Asla! Bilakis iade-i itibarı; uğrunda kıyam ettiği din-i mubin ve Hilâfet davasını diri tutarak, onu darağacına gönderen zihniyetle, zihniyetin bir parçası olmadan mücadele etmekle olur. Aksi halde Şeyh Said’in davasına halel gelmiş, mirasına da ihanet edilmiş olur.
Günümüzün çok kıymetli âlimleri!
Ey dillerini Kur’an’la, Sünnet’le ıslatan, gönüllerini İslâm’ın ilimleriyle dolduran değerli âlimler!
Sizler de aynı ruha sahip misiniz? Ya da başka türlü soralım: Kur’an ve Sünnet’ten beslenen, Kur’an’ı ve Sünnet’i anlatanlar olarak Şeyh Said’in İslâm’ı yer yüzüne hakim kılma mücadelesi ruhunun neresindesiniz?
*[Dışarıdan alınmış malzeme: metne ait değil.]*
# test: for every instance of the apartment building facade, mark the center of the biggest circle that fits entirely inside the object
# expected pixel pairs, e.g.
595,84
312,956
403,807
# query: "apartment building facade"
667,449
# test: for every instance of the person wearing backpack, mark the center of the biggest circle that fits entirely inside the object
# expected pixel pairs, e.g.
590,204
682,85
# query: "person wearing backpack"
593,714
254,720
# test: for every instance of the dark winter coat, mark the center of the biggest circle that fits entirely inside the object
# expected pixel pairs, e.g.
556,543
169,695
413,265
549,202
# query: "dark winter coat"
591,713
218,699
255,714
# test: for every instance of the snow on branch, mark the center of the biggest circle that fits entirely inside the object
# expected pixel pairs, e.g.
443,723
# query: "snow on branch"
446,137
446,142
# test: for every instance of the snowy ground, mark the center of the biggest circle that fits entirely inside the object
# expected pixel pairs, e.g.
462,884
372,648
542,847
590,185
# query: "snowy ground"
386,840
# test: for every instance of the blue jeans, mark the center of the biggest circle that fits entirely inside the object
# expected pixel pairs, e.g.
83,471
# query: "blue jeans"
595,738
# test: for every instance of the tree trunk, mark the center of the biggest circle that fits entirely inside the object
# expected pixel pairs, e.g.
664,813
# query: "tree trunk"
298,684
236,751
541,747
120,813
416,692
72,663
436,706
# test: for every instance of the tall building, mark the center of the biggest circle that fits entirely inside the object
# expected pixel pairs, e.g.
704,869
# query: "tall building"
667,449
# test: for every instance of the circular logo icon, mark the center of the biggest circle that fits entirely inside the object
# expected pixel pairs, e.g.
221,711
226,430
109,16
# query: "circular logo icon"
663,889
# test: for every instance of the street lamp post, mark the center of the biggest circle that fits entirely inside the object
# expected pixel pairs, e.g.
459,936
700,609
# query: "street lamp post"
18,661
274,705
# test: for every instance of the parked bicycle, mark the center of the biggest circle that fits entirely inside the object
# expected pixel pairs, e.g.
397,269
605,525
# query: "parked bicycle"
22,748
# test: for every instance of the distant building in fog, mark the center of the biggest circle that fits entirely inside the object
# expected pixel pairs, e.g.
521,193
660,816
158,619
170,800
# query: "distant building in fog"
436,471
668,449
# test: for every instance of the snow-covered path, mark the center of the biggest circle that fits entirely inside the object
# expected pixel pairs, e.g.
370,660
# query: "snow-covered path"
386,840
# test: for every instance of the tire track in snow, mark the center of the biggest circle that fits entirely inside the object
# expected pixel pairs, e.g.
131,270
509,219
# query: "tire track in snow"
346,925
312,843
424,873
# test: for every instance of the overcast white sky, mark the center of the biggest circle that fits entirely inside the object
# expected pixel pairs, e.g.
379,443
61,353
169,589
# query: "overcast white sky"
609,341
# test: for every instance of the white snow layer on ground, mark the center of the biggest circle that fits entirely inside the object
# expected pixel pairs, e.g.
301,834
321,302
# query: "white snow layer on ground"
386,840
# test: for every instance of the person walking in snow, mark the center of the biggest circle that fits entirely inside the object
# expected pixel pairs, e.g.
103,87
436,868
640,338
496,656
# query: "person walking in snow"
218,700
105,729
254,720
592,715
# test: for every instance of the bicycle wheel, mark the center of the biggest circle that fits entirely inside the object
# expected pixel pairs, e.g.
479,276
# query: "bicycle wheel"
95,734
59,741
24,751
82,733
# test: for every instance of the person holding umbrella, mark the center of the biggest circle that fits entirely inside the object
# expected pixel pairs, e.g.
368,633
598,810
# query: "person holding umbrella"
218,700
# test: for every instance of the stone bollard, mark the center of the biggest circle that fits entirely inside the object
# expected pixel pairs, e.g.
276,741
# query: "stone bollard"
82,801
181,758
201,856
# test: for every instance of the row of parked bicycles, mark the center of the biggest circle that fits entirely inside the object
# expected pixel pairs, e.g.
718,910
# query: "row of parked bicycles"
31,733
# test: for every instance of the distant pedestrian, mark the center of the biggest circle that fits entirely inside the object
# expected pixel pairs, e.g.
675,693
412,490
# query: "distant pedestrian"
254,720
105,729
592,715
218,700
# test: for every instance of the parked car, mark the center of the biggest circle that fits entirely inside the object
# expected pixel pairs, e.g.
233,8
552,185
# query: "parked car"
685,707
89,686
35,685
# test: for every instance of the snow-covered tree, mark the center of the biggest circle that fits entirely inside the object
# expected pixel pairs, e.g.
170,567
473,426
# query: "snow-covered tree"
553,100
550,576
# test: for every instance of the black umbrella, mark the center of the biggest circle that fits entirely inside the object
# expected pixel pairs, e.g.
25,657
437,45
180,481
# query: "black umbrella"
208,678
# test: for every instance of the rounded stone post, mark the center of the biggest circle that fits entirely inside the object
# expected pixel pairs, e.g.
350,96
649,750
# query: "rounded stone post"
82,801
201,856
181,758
Okuttuğunuz Kur’an’ın, şerhlerini yaptığınız hadis-i şeriflerin hangi yerinde, neresinde Allah’ın hükümlerinin dışındaki hükümlere rıza vardır, söyleyebilir misiniz?
İslâmî ilimlerin kaynağı Kur’an ve Sünnet’in, o ikisinin işaret ettiği sahabe icmaı ve şer’i kıyasın neresinde, Allah’a şirk koşan bir sisteme sessiz kalmak vardır?
Peki, hangisi rasullerin varisi muttaki âlimlerdir: Rasulullah SallAllahu Aleyhi ve Sellem’in en büyük mirası olan “dini yeryüzüne hâkim kılmak” için kıyam edenler mi yoksa bunu görmezden gelerek -örneğin,- sadece gülmenin sadaka olduğunu anlatmakla, nafileleri telkin etmekle yetinenler mi?
Ey âlimler!
Var mısınız, İslâm’ı yeryüzüne hâkim kılma ruhunu canlı tutmaya ve onu yeniden var etmeye?
Haydi, kıyamınız karanlıkta yolunu arayan ümmete kandil olsun! Hakkı haykırışınız zalimlerin ve ceberutların uykularını kaçıracak türden olsun!
Haydin muhterem âlimler, vakit öncü olma vaktidir!
Öncelikler fıkhının gereği, izzetimizi yeniden kazandıracak Râşidî Hilâfet için çalışma vaktidir!
Âlimliğin şanına yakışanı yerine getirme vaktidir!
Vakit, din-i mübin ve Hilâfet için çalışarak Şeyh Said ruhunu yeşertme vaktidir!